Sri Lankan army commandos walk past a damaged bus after it was set on fire by demonstrators at the top of the road to Sri Lankan President Gotabaya Rajapaksa's residence during a protest against him, as many parts of the crisis-hit country face up to 13 hours without electricity due to a shortage of foreign currency to import fuel, in Colombo, Sri Lanka April 1, 2022. Image Credit: REUTERS

Colombo: Police in Sri Lanka’s capital lifted a curfew on Friday after protests in which dozens of people were arrested and injured near the home of President Gotabaya Rajapaksa over his handling of an economic crisis.

Hundreds of protesters gathered near Rajapaksa’s residence in a Colombo suburb late on Thursday before police moved in to disperse them with tear gas and water cannons.

Rajapaksa’s media division said in a statement a small group of people carrying iron bars, clubs and sticks had provoked the protesters, the majority of whom were unarmed.

“We respect the peoples right to protest and that will be protected but they cannot harm any public property, said police spokesman Ajith Rohana.

“The 53 people arrested will be presented to court. The island nation of 22 million people is in the midst of its worst economic crisis in years with rolling blackouts for up to 13 hours a day because the government does not have enough foreign exchange to pay for fuel imports.

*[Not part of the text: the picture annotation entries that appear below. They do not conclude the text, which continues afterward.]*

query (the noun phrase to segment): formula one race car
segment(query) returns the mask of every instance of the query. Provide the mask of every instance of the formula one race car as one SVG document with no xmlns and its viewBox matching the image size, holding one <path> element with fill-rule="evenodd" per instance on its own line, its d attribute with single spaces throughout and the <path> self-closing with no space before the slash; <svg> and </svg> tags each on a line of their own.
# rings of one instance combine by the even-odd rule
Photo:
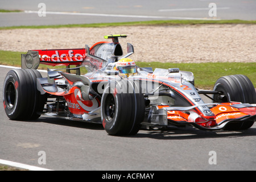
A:
<svg viewBox="0 0 256 182">
<path fill-rule="evenodd" d="M 102 123 L 110 135 L 136 134 L 145 128 L 191 125 L 202 130 L 244 130 L 256 117 L 256 93 L 243 75 L 217 80 L 213 90 L 194 86 L 192 73 L 179 68 L 141 68 L 127 58 L 118 38 L 104 36 L 90 48 L 28 51 L 22 69 L 11 70 L 3 85 L 3 105 L 11 119 L 29 120 L 44 114 L 72 121 Z M 65 65 L 48 69 L 39 64 Z M 71 65 L 73 66 L 71 68 Z M 80 68 L 88 73 L 80 75 Z M 75 73 L 71 73 L 71 71 Z M 205 103 L 200 94 L 213 101 Z"/>
</svg>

Protesters torched several police and army vehicles during the disturbance, including two buses, a jeep and several motorcycles, Rohana said.

A total of 24 police were injured, nine of whom remained in hospital, Rohana said.

People clash with riot police as they demonstrate outside Sri Lanka's president home demanding his resignation amid an unprecedented economic crisis in Colombo, on March 31, 2022. Image Credit: AFP

Police did not confirm the number of protesters injured.

Sources at two hospitals in Colombo said 20 to 25 people had been admitted, some of whom remained.

Streets in the capital were quiet on Friday morning as police combed through the wreckage of two burnt-out buses near Rajapaksa’s home, a Reuters witness said.

Tourism minister Prasanna Ranatunge said such protests would harm economic prospects.

“The main issue Sri Lanka is facing is a forex shortage and protests of this nature will hurt tourism and have economic consequences,” Ranatunge told a news conference.

“Our stance is that people have the right to protest but it should be constructive. What happened yesterday was the opposite.” The U.N. representative in the country, Hanaa Singer-Hamdy, called for restraint from all groups involved in the clashes.

“We are monitoring developments and are concerned by reports of violence,” she said on Twitter.

Trading on the country’s stock market was suspended for a third day in a row after the main blue-chip index fell 10% from the previous close.

Diesel shortage

Diesel shortages had sparked outrage across Sri Lanka in recent days, but the protests had been in various towns and not aimed at any top leader.

But on Thursday diesel was unavailable at stations across the island, according to officials and media reports.

The state electricity monopoly said it had enforced a 13-hour power cut from Thursday - the longest ever - because it did not have diesel for generators.

Public transport is crippled, as diesel is the main fuel used for buses and commercial vehicles.

“We are siphoning off fuel from buses that are in the garage for repairs and using that diesel to operate serviceable vehicles,” Transport Minister Dilum Amunugama said.

Reservoirs, which provide more than a third of electricity demand via hydropower plants, were also at dangerously low levels.

Several state-run hospitals have stopped conducting surgeries as they have run out of essential life-saving medicines.

The government has said it is seeking a bailout from the International Monetary Fund while asking for more loans from India and China.

IMF spokesman Gerry Rice told reporters in Washington on Thursday that such talks should begin “in the coming days”, with Sri Lanka’s finance minister expected in the US capital.